Essex Rental announced that it entered into an amendment to its Coast Crane credit agreement. The modification to the credit agreement provides Essex with greater flexibility to capitalize on opportunities to increase revenues associated with the sale of new equipment. The modification also amends language in the existing credit agreement related to the application of asset sale proceeds from new and used equipment sales.

According to the company’s 8-K filing, GE Capital served as agent on the facility amendment, with PNC Bank, Wells Fargo Bank and Capital One Leverage Finance as lenders.

Kory Glen, chief financial officer stated, “The amendment to the revolving credit facility will allow us to take advantage of opportunities to grow our new equipment distribution business. In our experience, new equipment sales are enhanced if we are able to carry new equipment for resale in inventory. Prior to amending our loan agreement, we were limited in the amount of new equipment for resale that we could purchase, because such purchases were deemed capital expenditures, and therefore, were included in the calculation of our fixed charges. As a result of the loan amendment, these purchases are now deemed inventory and are not included in our fixed charge ratio.

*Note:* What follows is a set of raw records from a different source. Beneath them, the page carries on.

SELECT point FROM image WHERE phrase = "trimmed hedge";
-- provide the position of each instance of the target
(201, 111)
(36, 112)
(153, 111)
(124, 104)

The loan modification will provide us with greater flexibility to capitalize on opportunities within this segment of our business.”

Essex, through its subsidiaries, is provider of rental and distribution for mobile cranes (including lattice-boom crawler cranes, truck cranes and rough terrain cranes), self-erecting cranes, stationary tower cranes, elevators and hoists, and other lifting equipment used in a wide array of construction projects.